I’m always surprised when people tell me they’ve read my column in The Reader — whether in print or online. Actually, I’m surprised anyone reads anything that isn’t a tweet, a post, a gram, whatever.
How people get their news has obviously changed amazingly over the past 20 years. No more so than how we get our local news. It’s hard to explain to people in their 20s that the Omaha World-Herald once was a media giant. “That printed thing their grandparents read” was our most credible source for local news, as well as our community’s cultural bellwether.
Here’s a familiar stat I learned at J-school in the ’80s: The Sunday edition of the Omaha World-Herald once had the highest local saturation of any newspaper in the United States on a per capita basis. Everyone around here read it, and most read the daily editions as well, either at home or at the office.
That’s all gone. Just ask the 20-something person in line next to you at the grocery store or in your office. They don’t read the Omaha World-Herald online and definitely not in print. In fact, they don’t read anything in print.
Those of us of a certain age watched the OWH rapidly become thinner and thinner with the advent of the internet and social media, and certainly since Berkshire Hathaway sold its share of the paper to Lee Enterprises a few years ago. The reporting staff was decimated, and now it’s only a matter of time before its remaining readers literally die off.
So what’s filling the news void the OWH is leaving behind? I’d love to tell you it’s The Reader … Oh, The Reader definitely plays an important role in local media, but it’s not replacing the great, gray Herald, at least not yet.
Instead, three new online publications are jockeying for that role.
First and least likely to succeed is Nebraska Sunrise News (NSN), the new online website with the credo, “News, not Narrative,” which makes no sense since most written news is in narrative form. Maybe it meant, “News, not Opinion” or “News, not one-sided reporting by the liberal Fake News monopoly.” While the NSN website doesn’t have a traditional staff box (the first sign something’s wrong here), digging around on the web I discovered its CEO is prominent Republican Suzanne Geist, who has connections to the Ricketts family. The site’s contributors include right-wing talk-show host Chris Baker. Out of the box, NSN has a mountain to climb in regard to credibility.
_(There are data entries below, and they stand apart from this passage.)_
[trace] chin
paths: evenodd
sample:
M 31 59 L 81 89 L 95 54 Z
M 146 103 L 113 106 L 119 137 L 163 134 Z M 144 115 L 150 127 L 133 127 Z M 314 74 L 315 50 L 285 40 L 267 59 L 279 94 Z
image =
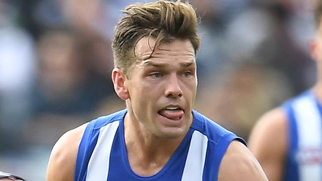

(Yes, I know Fox News has the largest viewership of any cable “news” channel but that’s because it’s the only outlet for right-wing-slanted, Trump-humpin’ propaganda. The combined viewership of legitimate cable news organizations vastly dwarfs Fox’s audience.)
Next, the Flatwater Free Press, an online publication developed by Matt Winn, a former editor on the investigative desk of USA Today, and Matthew Hansen, a former OWH reporter and columnist. The Flatwater Freep’s focus is on long-form investigative journalism, the kind of stories that take months (even years) to report and write. Operating as a nonprofit entity, the Freep has hired a talented staff and (I’m told) acquired three years’ worth of operating funds. So the Freep has three years to win its Pulitzer (something the OWH never managed to do for its reporting) because that’s what it’s going to take for the Freep to break through to a larger audience.
Finally, there’s the Nebraska Examiner, part of the States Newsroom nonprofit network of state-based outlets with a national bureau in Washington, D.C.,
reportedly funded by left-leaning foundations with ties to billionaire George Soros. (Note: The Examiner’s Cate Folsom has reached out to say those reports are false, and pointed to a PolitiFact fact check that also claimed the reporting is false. She said States Newsroom and the Nebraska Examiner have not received funding from George Soros.) Run by former OWH editor Cate Folsom, The Examiner has the great benefit of having two of the OWH’s most-respected reporters on staff, Cindy Gonzalez and Paul Hammel.
Both the Freep and the Examiner follow creative commons policies in which their stories can be republished by anyone as long as proper attribution is provided. I discovered this while reading an article posted on the KMTV website about the proposed new Mutual of Omaha headquarters building. Most “written” articles on local TV news websites read as if they’d been translated from another language via Google Translate, but this article virtually sang. I scrolled up and discovered it was a Nebraska Examiner story written by Gonzalez.
Four things are needed for one of these publications to win the war, because in the end, only one will survive: 1) solid, unbiased reporting on a daily basis, 2) broad re-publication of their content, 3) a strong, credible web and social media presence.
And maybe most important of all: A terrific, daily, direct-to-your-inbox subscription newsletter, similar to what Axios, The New York Times and other successful national news outlets provide. Because those morning e-newsletters are what are replacing the daily newspaper.
Of all three publications, Nebraska Examiner does these things the best. It’s only a matter of time until people (other than journalism wonks) take notice.